Verkleinerter Auszug aus der Tranchotkarte Bl. 111 (Ahrweiler)
Repro: Kreisbildstelle

Der Sitz der Mairieverwaltung ist Gelsdorf. Das jährliche Aufkommen an Grund-, Möbel-, Tür-, Fenstersteuer usw. beträgt 1811 14 938 Francs 36 Centimes. Dem steht auf der anderen Seite jedoch eine Verschuldung von 38 000 Francs gegenüber.

In der Mairie leben im Jahre 18111 495 Katholiken und 25 Juden, die eine eigene Synagoge haben. Die häufigsten Krankheiten sind Faulfieber (Wundfieber, Kindbettfieber), Brustkrankheiten und Auszehrung (Abmagerung infolge schwerer Erkrankung wie Tuberkulose und Krebs). Es gibt hier drei Blinde, drei Schwachsinnige, acht Menschen leiden an Fallsucht und fünf an sonstigen Gebrechen. Die Bewohner des hiesigen Landstriches haben einen guten Mutter-Verstand und sind von ziemlich leichtem Begriffe. Sie hatten vor Jahren den Ruf der Redlichkeit, der Eingezogenheit (Zurückgezogenheit), des Fleißes und häuslicher Zufriedenheit. Mit Pflichtgefühl waren sie bestrebt, ihre verschiedenen Berufspflichten zu erfüllen, die Verträge hielten sie mit gewissenhafter Genauigkeit und ihren Mitbewohnern versuchten sie, gute Nachbarn zu sein. Die Knechte und Mägde verrichteten ihren Dienst getreu und arbeiteten emsig. Die Kinder ehrten ihre Eltern und Vorgesetzten und bezeugten ihnen dementsprechende Folgsamkeit. Die eigene Beobachtung und die von allen Seiten vernehmbaren Klagen lassen aber nun (1802) erkennen, daß die Moral seit einiger Zeit zu sinken beginnt. Verträge werden leichtfertig gebrochen und mit Betrug und Hinterlist versucht man sich einen unehrenhaften Gewinn zu verschaffen. Die lautesten Klagen sind jene der Bauern über die Ausschreitungen, Treulosigkeit und Nachlässigkeit der Dienstboten. Auch die Kinder und Jugendlichen folgen diesem Beispiel, indem sie die geziemende Ehrfurcht vor den Eltern und Vorgesetzten vermissen lassen. Bei ihren Vergnügungen fangen sie an, sich frech und wild zu gebärden, und oftmals kommt es zu boshaften Zänkereien. Die Ursache all dieser Ausartungen liegt wohl in den falsch verstandenen Freiheiten, die durch die Revolution ins Land gebracht worden sind.

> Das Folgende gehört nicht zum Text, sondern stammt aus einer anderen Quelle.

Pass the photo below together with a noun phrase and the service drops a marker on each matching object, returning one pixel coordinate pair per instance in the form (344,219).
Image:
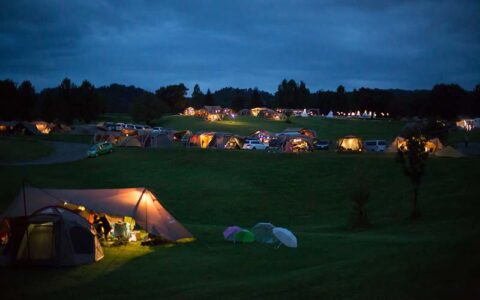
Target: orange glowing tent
(137,203)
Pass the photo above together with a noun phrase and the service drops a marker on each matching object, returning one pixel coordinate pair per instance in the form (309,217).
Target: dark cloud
(384,44)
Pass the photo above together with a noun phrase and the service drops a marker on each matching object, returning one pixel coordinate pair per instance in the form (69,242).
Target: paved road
(63,152)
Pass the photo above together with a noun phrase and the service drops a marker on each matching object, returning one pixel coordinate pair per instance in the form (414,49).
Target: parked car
(119,126)
(254,145)
(375,145)
(100,149)
(321,144)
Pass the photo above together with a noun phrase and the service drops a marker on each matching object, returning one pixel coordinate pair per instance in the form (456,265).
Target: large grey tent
(52,236)
(137,203)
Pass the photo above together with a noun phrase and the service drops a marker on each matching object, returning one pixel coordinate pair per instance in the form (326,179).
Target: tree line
(64,103)
(68,102)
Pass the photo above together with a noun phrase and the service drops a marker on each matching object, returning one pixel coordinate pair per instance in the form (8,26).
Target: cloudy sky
(244,43)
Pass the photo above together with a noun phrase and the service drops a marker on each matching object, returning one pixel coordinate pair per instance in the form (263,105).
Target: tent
(304,131)
(130,141)
(158,141)
(263,135)
(234,142)
(400,143)
(298,143)
(52,236)
(448,151)
(433,145)
(350,143)
(189,111)
(137,203)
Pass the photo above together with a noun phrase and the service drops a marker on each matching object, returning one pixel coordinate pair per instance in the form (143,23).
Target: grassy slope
(437,257)
(22,148)
(325,128)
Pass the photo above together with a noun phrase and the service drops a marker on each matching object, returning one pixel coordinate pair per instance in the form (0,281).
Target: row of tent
(292,140)
(53,226)
(31,128)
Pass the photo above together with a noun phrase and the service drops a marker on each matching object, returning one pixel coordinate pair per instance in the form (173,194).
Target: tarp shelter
(304,131)
(52,236)
(448,151)
(137,203)
(350,143)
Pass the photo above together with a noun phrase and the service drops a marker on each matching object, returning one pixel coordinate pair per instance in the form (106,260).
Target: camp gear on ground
(285,237)
(230,231)
(263,233)
(137,203)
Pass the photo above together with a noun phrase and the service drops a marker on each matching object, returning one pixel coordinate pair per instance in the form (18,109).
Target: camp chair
(121,234)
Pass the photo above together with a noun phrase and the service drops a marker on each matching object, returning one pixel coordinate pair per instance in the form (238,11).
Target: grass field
(437,257)
(22,148)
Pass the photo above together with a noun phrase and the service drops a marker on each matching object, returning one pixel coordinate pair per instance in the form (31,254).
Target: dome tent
(52,236)
(137,203)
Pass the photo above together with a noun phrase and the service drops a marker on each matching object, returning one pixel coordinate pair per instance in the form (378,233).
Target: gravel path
(62,152)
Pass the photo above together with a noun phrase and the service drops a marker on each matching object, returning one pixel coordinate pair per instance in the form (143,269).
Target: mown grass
(22,149)
(437,257)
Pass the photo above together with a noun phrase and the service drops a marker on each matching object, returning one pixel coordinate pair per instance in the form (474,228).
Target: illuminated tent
(214,117)
(433,145)
(350,143)
(52,236)
(307,132)
(234,142)
(299,143)
(189,111)
(449,151)
(130,141)
(137,203)
(263,135)
(262,112)
(398,144)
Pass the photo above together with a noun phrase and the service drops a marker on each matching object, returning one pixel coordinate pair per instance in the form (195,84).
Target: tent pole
(25,214)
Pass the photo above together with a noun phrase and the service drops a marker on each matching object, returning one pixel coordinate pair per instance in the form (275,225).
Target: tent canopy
(137,203)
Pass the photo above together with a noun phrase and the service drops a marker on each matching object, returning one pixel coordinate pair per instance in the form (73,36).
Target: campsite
(273,149)
(207,191)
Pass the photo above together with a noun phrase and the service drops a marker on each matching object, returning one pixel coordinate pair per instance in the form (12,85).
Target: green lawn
(22,148)
(331,129)
(435,258)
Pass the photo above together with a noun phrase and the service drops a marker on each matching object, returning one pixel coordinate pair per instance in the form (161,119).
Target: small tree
(360,194)
(413,161)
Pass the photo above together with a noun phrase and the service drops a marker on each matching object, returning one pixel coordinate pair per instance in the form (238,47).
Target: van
(375,145)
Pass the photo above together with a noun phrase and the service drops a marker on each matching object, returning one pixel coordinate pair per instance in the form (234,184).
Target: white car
(254,145)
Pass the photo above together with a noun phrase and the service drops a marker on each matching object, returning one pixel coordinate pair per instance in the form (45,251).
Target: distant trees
(209,98)
(198,98)
(173,96)
(413,162)
(292,95)
(147,108)
(255,98)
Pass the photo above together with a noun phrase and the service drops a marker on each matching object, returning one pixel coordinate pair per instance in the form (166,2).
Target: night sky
(384,44)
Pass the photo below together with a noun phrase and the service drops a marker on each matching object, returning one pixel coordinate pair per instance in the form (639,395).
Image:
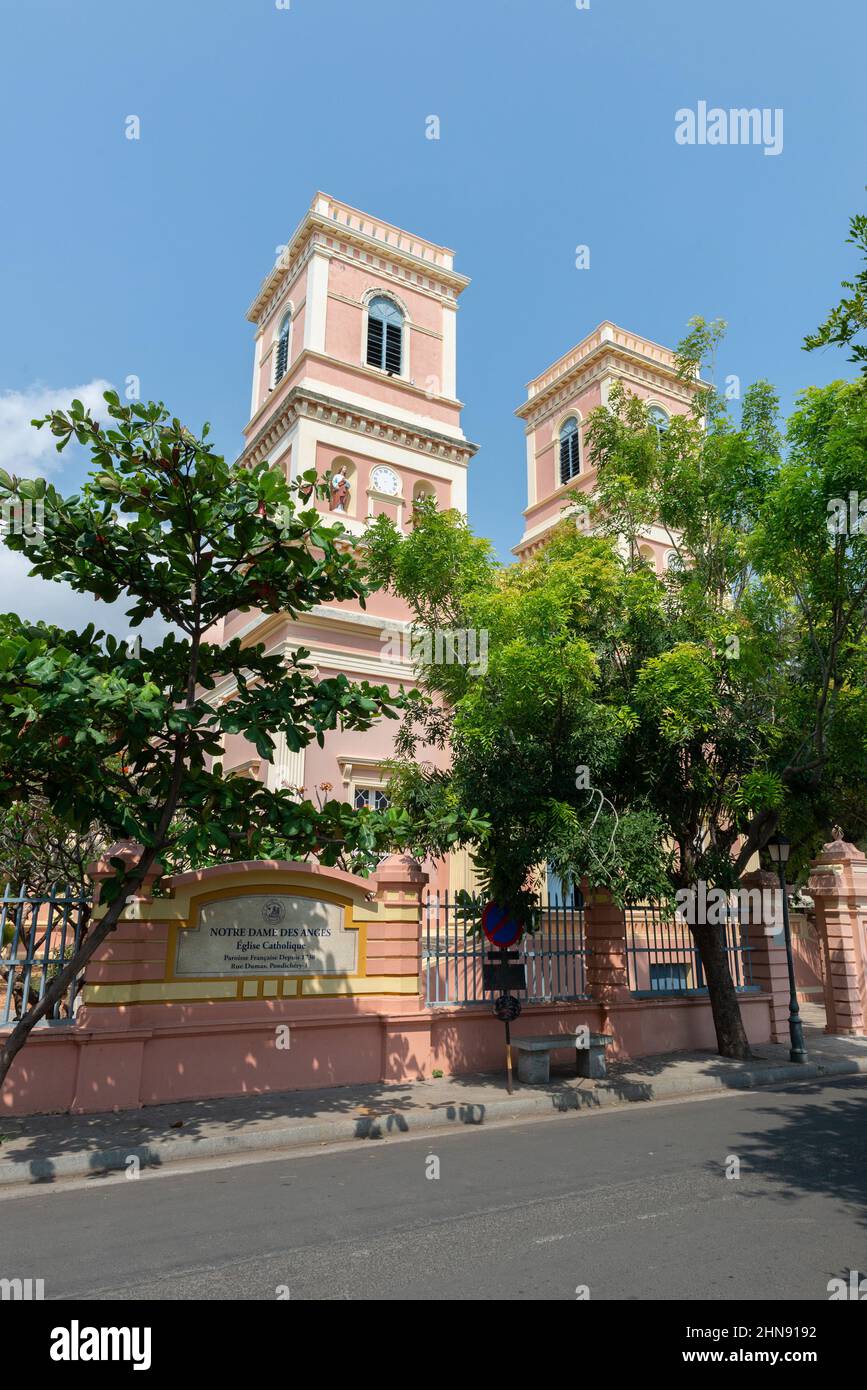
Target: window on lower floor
(670,977)
(370,798)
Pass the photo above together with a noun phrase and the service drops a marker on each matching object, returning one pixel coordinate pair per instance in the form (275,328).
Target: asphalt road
(631,1204)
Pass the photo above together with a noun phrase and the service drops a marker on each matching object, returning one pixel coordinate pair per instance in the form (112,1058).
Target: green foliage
(709,705)
(849,317)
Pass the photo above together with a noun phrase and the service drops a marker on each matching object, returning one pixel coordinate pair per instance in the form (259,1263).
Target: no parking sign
(500,926)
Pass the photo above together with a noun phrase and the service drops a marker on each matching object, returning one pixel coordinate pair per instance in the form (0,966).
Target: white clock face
(385,480)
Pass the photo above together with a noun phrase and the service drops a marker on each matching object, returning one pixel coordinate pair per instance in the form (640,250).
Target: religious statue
(339,491)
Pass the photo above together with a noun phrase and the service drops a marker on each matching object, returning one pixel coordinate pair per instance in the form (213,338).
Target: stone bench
(534,1055)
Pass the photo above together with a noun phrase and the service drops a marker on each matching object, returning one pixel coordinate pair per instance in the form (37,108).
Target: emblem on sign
(274,912)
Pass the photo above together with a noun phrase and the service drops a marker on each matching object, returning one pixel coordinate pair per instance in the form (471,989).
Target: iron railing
(455,948)
(38,936)
(663,958)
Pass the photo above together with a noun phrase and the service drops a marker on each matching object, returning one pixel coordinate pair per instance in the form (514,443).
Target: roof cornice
(328,218)
(303,403)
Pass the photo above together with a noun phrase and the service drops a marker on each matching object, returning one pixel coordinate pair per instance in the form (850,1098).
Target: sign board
(499,926)
(267,934)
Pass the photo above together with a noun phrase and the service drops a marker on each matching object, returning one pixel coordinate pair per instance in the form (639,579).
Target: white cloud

Einwohner-, Häuser- und landwirtschaftliche Statistik, 1812
  Häuser Einwohner Häuser Einwohner Ackerland Wiesen Pferde Ochsen Kühe Schafe Schweine Bienen-
stöcke
  1794 1812 in kölnischen Morgen zu 32 Ar          
Eckendorf 46 262 51 272 630 45 21 19 105 300 46 10
Gelsdorf 95 510 98 600 1 500 30 50 10 180 350 60 20
Holzweiler 23 150 23 160     8 6 51 0 31 20
Niederesch mit Alteheck und Mönchesch 32 168 32 174 900 251 8 6 60 300 33 13
Oberesch 21 80 21 84     4 6 36 200 15 8
Vettelhoven 43 190 46 200 800 100 20 6 80 230 40 30

Die einzelnen Gemeinden bestehen jeweils aus einem Dorf, nur die Gemeinde Niederesch zählt drei Wohnplätze. Im Jahre 1811 stehen in Niederesch 27 Wohnhäuser im Weiler Alteheck 6 und in Mönchesch 1 (also zwei Hauser mehr als 1812. Ob es ein Zahlfehler ist?).

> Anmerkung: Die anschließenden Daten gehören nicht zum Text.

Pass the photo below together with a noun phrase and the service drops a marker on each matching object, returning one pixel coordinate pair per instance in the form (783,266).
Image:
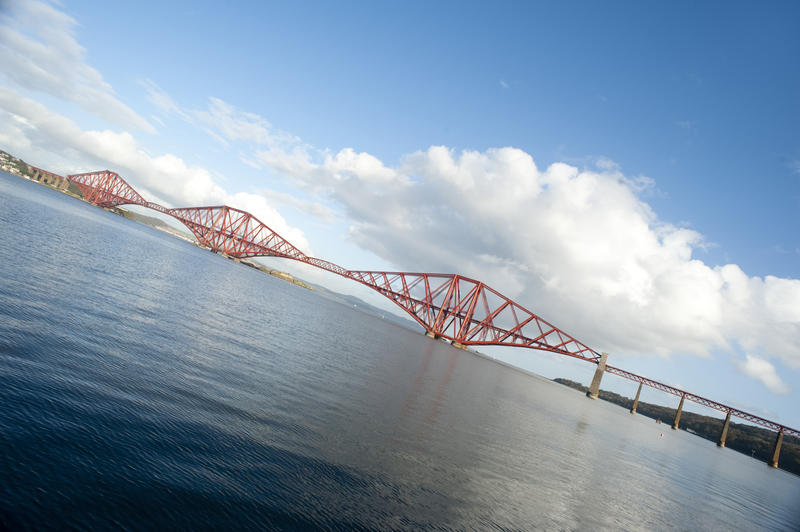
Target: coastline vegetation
(748,439)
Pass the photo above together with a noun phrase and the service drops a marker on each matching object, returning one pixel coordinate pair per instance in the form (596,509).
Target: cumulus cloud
(47,136)
(578,246)
(763,371)
(39,52)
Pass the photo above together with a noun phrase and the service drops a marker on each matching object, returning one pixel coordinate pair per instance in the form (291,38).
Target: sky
(628,171)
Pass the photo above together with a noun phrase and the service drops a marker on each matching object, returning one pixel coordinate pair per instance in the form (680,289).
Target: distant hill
(747,439)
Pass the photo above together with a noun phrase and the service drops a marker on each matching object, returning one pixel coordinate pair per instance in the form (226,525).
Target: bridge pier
(678,413)
(776,452)
(636,399)
(594,388)
(724,434)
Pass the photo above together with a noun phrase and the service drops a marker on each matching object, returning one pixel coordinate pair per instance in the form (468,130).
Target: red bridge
(460,309)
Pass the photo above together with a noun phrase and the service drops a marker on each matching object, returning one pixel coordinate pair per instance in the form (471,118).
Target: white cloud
(38,52)
(763,371)
(51,139)
(578,246)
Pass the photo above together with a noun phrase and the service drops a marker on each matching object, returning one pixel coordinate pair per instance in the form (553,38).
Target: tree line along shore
(748,439)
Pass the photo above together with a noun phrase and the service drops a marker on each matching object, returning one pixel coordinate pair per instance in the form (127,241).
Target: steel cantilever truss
(450,306)
(471,313)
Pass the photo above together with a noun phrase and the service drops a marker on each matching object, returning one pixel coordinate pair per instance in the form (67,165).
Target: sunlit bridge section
(234,232)
(106,189)
(469,312)
(450,306)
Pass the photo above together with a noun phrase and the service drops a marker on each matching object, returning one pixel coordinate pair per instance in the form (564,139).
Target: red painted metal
(758,420)
(451,306)
(470,312)
(106,189)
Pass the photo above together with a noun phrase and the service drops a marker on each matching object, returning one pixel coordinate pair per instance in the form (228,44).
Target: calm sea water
(148,384)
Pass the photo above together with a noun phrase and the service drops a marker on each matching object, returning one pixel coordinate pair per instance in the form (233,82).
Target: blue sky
(629,171)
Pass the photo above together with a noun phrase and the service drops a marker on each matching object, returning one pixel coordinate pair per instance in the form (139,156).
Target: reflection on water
(149,384)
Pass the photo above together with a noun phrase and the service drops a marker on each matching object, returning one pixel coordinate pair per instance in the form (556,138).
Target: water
(145,383)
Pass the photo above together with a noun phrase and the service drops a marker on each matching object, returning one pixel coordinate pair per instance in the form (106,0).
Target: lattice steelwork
(471,313)
(106,189)
(234,232)
(451,306)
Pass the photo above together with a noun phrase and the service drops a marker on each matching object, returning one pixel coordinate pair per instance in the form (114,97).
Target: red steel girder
(106,189)
(235,232)
(458,308)
(470,312)
(758,420)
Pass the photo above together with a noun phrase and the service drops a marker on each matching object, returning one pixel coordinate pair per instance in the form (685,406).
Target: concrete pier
(724,434)
(776,453)
(677,421)
(636,399)
(594,389)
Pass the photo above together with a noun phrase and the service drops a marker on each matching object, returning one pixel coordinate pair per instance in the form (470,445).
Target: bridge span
(448,306)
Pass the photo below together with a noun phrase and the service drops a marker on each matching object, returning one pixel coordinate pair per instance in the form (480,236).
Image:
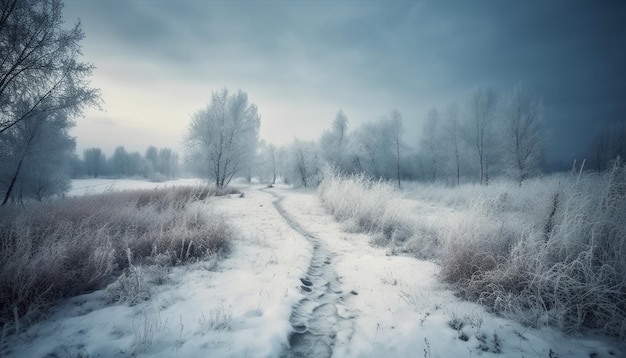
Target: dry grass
(75,245)
(551,252)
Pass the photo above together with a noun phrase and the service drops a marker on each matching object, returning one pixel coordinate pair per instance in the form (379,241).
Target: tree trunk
(13,180)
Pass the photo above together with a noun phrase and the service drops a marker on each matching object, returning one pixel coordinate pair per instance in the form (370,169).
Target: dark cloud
(368,57)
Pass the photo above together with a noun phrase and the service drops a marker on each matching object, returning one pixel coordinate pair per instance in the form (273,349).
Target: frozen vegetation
(391,277)
(549,252)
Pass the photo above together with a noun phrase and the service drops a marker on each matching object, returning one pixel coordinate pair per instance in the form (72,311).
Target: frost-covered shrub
(74,245)
(562,262)
(376,207)
(551,251)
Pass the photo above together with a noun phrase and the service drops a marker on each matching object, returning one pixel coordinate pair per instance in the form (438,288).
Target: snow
(391,306)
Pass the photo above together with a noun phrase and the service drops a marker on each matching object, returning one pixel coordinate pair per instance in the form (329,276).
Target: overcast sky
(302,61)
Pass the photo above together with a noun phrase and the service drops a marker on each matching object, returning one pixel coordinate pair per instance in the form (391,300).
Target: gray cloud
(368,57)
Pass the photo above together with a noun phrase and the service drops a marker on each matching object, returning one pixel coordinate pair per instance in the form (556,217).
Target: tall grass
(75,245)
(551,252)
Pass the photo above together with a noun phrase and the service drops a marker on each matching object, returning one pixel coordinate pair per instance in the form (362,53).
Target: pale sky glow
(300,62)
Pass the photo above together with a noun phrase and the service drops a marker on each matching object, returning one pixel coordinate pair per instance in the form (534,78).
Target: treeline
(155,164)
(486,135)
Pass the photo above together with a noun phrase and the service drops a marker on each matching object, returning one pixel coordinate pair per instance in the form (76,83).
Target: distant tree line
(43,87)
(156,164)
(487,135)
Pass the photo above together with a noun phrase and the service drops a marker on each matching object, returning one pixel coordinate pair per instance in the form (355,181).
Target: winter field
(353,269)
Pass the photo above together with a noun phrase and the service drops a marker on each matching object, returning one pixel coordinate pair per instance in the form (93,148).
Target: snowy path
(316,317)
(295,285)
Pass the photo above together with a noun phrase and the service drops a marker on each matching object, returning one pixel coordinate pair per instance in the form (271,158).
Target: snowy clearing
(381,305)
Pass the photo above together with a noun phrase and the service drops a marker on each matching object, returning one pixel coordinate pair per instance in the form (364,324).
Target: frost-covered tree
(94,161)
(120,162)
(152,157)
(608,144)
(224,135)
(395,124)
(39,63)
(167,162)
(522,118)
(481,113)
(372,149)
(304,166)
(451,127)
(42,87)
(432,146)
(34,156)
(334,142)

Die einzelnen Gemeinden bestehen jeweils aus einem Dorf, nur die Gemeinde Niederesch zählt drei Wohnplätze. Im Jahre 1811 stehen in Niederesch 27 Wohnhäuser, im Weiler Alteheck 6 und in Mönchesch 1 (also zwei Häuser mehr als 1812. Ob es ein Zählfehler ist?).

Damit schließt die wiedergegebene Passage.